Most days, I am one of two extremes: thriving or surviving.
Days like Monday, when I’m super woman, I feel like I’m on top of the world. I give myself a solid pat on the back because I’m creating a human, taking care of my little human, tending to my home and husband well, cooking pretty delicious dinners and loving my career. But days like yesterday, I felt totally defeated.
My son decided to scream at me most of the day. How dare I tell him not to eat the crayons?! Who do I think I am wiping his snotty nose?! Why would I even suggest we play with blocks?! Apparently, nothing I made him to eat was edible. He also decided naps were for the weak. Meanwhile, my daughter discovered new ways to flip and stretch. In the middle of negotiations with my screaming boy, I would suddenly find myself stiff or she’d knock that spot in my lower back that made me just plain stuck in whatever position she kicked me in. I was walking, bending, sitting, stretching and laying in all sorts of positions to shift her while my toddler found his way to my face with lungs ready to rip. Oh, and the icing on the cake? I found two cracked tiles in our kitchen floor, which seemed to adequately represent my sanity.
I finally hit a physical, mental and emotional breaking point. I tearfully put my shrieking son in his crib and announced to my husband, “I’M. TAKING. A. BATH.” I think I even said, “How am I going to bring another one of him into the world and not go crazy?” Sweet husband, being the realist, reminded me that we are crazy, and told me to go soak in the tub for awhile.
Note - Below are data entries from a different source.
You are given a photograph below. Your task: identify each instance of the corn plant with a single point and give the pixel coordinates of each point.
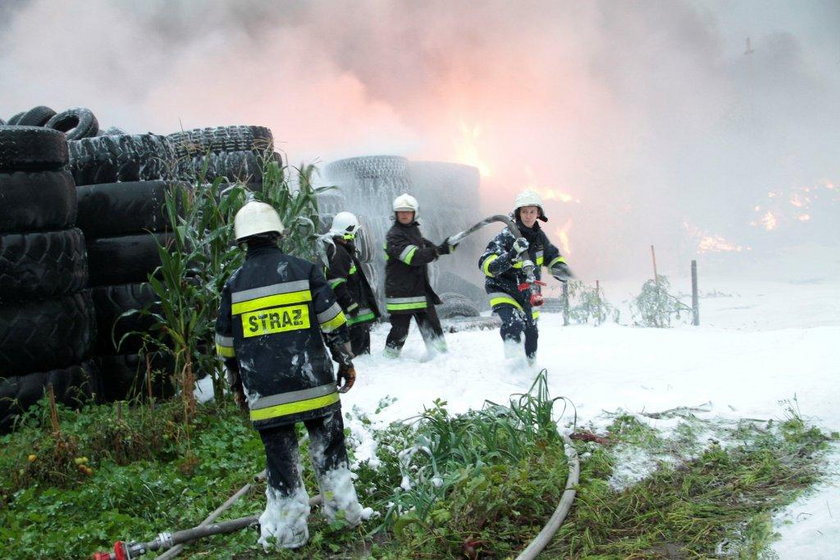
(203, 255)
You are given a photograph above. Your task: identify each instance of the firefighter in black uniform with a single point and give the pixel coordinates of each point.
(503, 264)
(347, 279)
(273, 312)
(408, 292)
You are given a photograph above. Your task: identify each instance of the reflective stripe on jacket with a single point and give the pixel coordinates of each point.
(407, 256)
(503, 273)
(351, 287)
(272, 314)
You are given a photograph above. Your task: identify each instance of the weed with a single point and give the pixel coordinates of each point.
(655, 306)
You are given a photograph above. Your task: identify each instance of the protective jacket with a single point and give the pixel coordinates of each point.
(352, 289)
(503, 271)
(407, 255)
(269, 330)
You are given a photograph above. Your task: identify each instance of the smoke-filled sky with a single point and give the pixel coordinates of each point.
(701, 127)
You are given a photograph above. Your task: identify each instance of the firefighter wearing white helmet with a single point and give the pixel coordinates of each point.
(256, 218)
(275, 315)
(406, 203)
(346, 277)
(506, 263)
(345, 225)
(408, 292)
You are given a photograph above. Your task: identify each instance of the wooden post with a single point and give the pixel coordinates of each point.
(655, 274)
(598, 318)
(695, 300)
(565, 304)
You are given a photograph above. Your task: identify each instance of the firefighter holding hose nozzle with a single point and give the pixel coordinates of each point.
(512, 270)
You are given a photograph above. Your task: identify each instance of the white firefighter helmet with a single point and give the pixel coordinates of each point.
(529, 198)
(345, 225)
(255, 218)
(406, 203)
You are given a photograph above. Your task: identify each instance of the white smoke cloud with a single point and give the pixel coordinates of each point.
(648, 115)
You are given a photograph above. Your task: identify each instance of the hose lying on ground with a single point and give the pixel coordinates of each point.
(559, 515)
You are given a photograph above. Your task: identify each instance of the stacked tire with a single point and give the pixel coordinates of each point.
(122, 183)
(47, 324)
(368, 186)
(75, 122)
(234, 153)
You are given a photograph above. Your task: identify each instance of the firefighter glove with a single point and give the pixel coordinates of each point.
(520, 245)
(561, 272)
(346, 377)
(239, 395)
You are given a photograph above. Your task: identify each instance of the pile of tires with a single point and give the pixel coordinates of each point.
(368, 186)
(122, 181)
(235, 153)
(47, 323)
(76, 122)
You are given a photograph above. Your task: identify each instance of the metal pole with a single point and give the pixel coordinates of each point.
(695, 300)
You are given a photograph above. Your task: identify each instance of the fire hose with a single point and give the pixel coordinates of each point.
(174, 541)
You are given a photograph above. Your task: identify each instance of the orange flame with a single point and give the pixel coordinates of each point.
(712, 243)
(562, 233)
(466, 148)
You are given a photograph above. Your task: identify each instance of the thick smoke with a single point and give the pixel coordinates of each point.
(641, 123)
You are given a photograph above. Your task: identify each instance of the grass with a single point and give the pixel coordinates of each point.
(476, 485)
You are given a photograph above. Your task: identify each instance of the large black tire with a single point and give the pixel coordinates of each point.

Raising a one year old is hard. Being pregnant is hard. Combine the two, and life can be just plain maddening. Add high anxiety to the mix, and I’m lucky to still have my hair. I’ve been singing “Hills and Valleys” in my head for going on 36 hours now. I’m so glad God’s in control of the big stuff, but sometimes the little things (and people) I’m responsible for feel mountainous. Thankfully, the creator of the universe is just a whisper away. He’s ready to listen and He’s ready to speak. I spent the rest of the night in bed, reading and praying over my son, my husband, my daughter and my sanity.
Today I woke up and God had indeed brought a new day. My son slept for two hours this afternoon (which means I did, too) and we’ve actually ENJOYED one another’s company. My daughter has been busy practicing her kicks and flips but today, I can actually enjoy them again. The little miracle growing in my belly feels like a miracle again.
Thank God for my husband who took over parenting last night. Thank God for His hand in helping my son find his joy again today. Thank you, God, for the new day you give us with every sunrise.